Satan’s second affrighting temptation —THE FIERY DART OF BLASPHEMY 5/7

  1. Faith teaches the Christian to discern and dis­tinguish those fireballs of temptations which are thrown in at his window by Satan, from those sparks of corruption which fly from his own hearth and take fire at his own sinful heart.And certainly those blas­phemous thoughts, of which many gracious souls make such sad complaint, will be found very often of the former sort, as may the more probably appear if we consider, (1.) The time when they first stir and are most busy.  (2.) The manner how they come.  And, (3.) The effect they have on the Christian’s heart.
           (1.) The time when they begin to stir and the soul to be haunted with them; and that is ordinarily when the work of conversion hath newly passed or is passing on him.  When the creature falls off from his old sinful course to embrace Christ, and declares for him against sin and Satan, this is the time when these blasphemous suggestions begin to make their appari­tion, and those vermin are seen to crawl in the Christian's bosom—a strong probability that they do not breed there, but are sent from Satan by way of revenge for the soul's revolt from him.  The devil deals by the Christian in this, and not much unlike what his own sworn servants—witches, I mean—are known to do, who to express their spite against those that cross them, sometimes cause them to swarm with lice, or such kind of vermin, to make them loathsome to themselves.  And, as one that never found such vermin crawling about him before, might well wonder to see himself so suddenly stocked with a multitude of them—yea, might rather impute it to the witch’s malice than to the corruption of his own body that bred them—so in this case.  Indeed, it is very im­probable to think that the creature should in this juncture of time above all fall so foul with God by sinning against him at such a height as this.  Is it like­ly that he can, while he is in tears for the sins of his past life, commit a greater than any of them he mourns for? or that he dare, while he is crying for pardoning mercy with a trembling heart, block up the way to his own prayers, and harden God’s heart into a denial of them, by such horrid sins as these are?  In a word, seems it not strange, that all the while he was a stranger to, yea an enemy against, God, he durst not venture on this sin for the prodigious nature of it, and that now he begins to love God those blasphemies should fit his mouth which were too big and horrid before for him to meddle with?

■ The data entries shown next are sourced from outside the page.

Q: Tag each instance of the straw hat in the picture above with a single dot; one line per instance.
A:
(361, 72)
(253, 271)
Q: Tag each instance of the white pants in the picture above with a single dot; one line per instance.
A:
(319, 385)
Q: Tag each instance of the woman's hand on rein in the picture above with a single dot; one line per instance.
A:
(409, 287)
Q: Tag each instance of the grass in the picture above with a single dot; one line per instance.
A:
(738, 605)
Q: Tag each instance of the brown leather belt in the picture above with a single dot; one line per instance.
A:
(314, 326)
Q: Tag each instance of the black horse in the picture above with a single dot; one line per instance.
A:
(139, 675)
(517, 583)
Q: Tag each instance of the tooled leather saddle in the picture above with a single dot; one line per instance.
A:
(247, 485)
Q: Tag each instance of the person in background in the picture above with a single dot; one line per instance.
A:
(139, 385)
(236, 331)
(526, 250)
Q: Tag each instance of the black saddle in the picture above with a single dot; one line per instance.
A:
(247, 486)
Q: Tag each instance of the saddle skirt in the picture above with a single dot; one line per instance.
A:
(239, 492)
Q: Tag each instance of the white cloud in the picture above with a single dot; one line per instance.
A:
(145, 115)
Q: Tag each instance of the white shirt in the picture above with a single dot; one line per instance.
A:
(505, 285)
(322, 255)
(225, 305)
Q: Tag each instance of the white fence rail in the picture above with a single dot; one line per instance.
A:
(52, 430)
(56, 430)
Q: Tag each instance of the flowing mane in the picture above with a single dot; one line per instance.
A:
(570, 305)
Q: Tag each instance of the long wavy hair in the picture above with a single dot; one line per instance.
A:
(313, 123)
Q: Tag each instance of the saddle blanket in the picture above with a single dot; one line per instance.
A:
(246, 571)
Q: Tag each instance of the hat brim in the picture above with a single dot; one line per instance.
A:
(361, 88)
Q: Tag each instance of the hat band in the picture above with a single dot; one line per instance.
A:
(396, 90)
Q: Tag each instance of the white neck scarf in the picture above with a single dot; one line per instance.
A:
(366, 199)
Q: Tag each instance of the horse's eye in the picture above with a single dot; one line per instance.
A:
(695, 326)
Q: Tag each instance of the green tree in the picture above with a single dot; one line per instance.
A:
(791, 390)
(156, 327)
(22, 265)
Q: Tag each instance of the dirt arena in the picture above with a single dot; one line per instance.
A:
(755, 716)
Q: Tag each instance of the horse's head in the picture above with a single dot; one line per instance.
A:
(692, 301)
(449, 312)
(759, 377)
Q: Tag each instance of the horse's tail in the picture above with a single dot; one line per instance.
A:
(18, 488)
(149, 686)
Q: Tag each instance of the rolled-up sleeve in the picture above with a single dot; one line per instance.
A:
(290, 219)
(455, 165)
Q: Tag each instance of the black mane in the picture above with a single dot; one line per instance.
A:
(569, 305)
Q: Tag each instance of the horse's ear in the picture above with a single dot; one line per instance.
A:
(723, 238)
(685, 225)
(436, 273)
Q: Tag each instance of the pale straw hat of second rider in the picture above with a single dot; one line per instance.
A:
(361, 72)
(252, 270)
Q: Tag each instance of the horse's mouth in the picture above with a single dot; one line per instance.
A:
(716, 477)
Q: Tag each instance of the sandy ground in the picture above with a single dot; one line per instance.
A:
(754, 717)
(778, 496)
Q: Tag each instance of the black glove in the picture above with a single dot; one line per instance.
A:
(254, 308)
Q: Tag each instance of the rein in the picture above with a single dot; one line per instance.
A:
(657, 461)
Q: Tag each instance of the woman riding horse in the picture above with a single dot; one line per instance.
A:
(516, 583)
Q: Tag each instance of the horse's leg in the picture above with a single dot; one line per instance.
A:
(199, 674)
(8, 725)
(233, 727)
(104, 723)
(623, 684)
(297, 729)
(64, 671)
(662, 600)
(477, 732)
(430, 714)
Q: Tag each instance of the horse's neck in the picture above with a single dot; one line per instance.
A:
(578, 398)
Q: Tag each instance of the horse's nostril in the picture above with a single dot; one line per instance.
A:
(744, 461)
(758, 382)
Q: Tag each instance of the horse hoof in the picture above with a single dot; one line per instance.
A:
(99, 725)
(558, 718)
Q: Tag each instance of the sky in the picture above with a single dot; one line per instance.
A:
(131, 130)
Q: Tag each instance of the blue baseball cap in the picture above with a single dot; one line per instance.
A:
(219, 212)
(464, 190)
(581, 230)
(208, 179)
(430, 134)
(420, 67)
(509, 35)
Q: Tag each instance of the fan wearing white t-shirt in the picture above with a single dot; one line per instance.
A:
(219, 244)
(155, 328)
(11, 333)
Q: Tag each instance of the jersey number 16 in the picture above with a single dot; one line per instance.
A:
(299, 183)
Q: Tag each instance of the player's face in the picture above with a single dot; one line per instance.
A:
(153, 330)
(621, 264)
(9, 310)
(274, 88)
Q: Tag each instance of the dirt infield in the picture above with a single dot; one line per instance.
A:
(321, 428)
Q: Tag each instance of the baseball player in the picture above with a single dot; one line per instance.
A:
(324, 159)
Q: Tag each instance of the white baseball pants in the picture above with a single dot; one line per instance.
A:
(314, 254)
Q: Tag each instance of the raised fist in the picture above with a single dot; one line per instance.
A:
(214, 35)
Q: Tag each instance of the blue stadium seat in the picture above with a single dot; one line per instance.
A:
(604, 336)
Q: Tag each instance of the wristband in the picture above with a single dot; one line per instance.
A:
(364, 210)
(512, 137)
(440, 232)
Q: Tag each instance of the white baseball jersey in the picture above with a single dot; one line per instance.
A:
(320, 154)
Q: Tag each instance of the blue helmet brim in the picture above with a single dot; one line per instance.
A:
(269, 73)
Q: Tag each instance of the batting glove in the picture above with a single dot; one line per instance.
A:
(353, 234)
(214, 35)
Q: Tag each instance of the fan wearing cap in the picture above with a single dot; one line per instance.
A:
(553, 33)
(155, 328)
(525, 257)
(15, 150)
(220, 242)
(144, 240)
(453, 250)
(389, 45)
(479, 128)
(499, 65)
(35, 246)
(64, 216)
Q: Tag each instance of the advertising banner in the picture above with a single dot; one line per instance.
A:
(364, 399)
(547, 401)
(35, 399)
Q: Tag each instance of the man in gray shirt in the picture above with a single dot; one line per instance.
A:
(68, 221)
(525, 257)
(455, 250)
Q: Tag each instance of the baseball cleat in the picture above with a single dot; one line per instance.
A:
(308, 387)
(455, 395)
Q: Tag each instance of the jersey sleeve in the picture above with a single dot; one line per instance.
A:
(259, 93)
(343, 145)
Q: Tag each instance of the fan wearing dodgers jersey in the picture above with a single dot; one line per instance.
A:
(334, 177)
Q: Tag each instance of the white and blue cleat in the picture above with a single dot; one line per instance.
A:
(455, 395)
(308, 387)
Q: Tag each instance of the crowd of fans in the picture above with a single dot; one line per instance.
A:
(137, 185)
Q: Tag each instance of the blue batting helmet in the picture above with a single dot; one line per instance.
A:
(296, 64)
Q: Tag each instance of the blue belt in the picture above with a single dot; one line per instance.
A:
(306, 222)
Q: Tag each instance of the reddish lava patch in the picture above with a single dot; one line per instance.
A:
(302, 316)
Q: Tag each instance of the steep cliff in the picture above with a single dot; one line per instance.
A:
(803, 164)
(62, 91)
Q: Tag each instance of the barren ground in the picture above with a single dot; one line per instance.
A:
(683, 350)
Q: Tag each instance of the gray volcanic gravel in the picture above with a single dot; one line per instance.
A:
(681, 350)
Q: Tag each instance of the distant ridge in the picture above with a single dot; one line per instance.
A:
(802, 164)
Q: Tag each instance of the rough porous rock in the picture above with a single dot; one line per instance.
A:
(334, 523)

           (2.) The manner how these blasphemies rise in the Christian’s thoughts, will increase the probability that they are injections from Satan without, rather than motions of the Christian’s own heart within. They are commonly violent and sudden.  They come like lightning, flashing into the Christian’s thoughts before he hath time to deliberate with himself what he is doing.  Whereas that lust, which is the ebullition of our own hearts, is ordinarily gradual in its motion; it moves in a way more still and suitable to man’s nature; it doth entice the soul, and by degrees slyly inveigles it into a consent; making first the affections on its side, which then it employeth to corrupt the understanding, and take it off from appearing against it, by putting its eye out with some bribe of sensual pleasure and profit; and so, by these paces it comes at last to have a more easy access to and success over the will, which being now deprived of her guard, yields the sooner to the summons that lust makes.  But these sudden dartings of blasphemous thoughts, they make a forcible entry upon the soul without any ap­plication used to gain its good-will to come in.  Their driving is like the driving of that hellish Jehu.  It is the devil that is got into the box; who else could drive so furiously?  Yea, not only their suddenness and vio­lence, but incoherence with the Christian’s former thoughts and course, do still heighten the probability that they are darts shot from the devil's bow.  Peter was once known to be of Christ’s company by his voice: ‘Thy speech,’ say they, ‘bewrayeth thee.’  He spake like them, therefore he was judged one of them. On the contrary, we may say of these blasphemous motions, ‘They are not the Christian’s, their language bewrays them to be rather the belching of a devil than the voice of a saint.  If they were woven by the soul, they would be something like the whole piece from which they are cut off.’  There is ordinarily a depen­dency in our thoughts.  We take the hint for one thought from another.  As circle riseth out of circle in the moved water, so doth thought out of thought, till they spread into a discourse.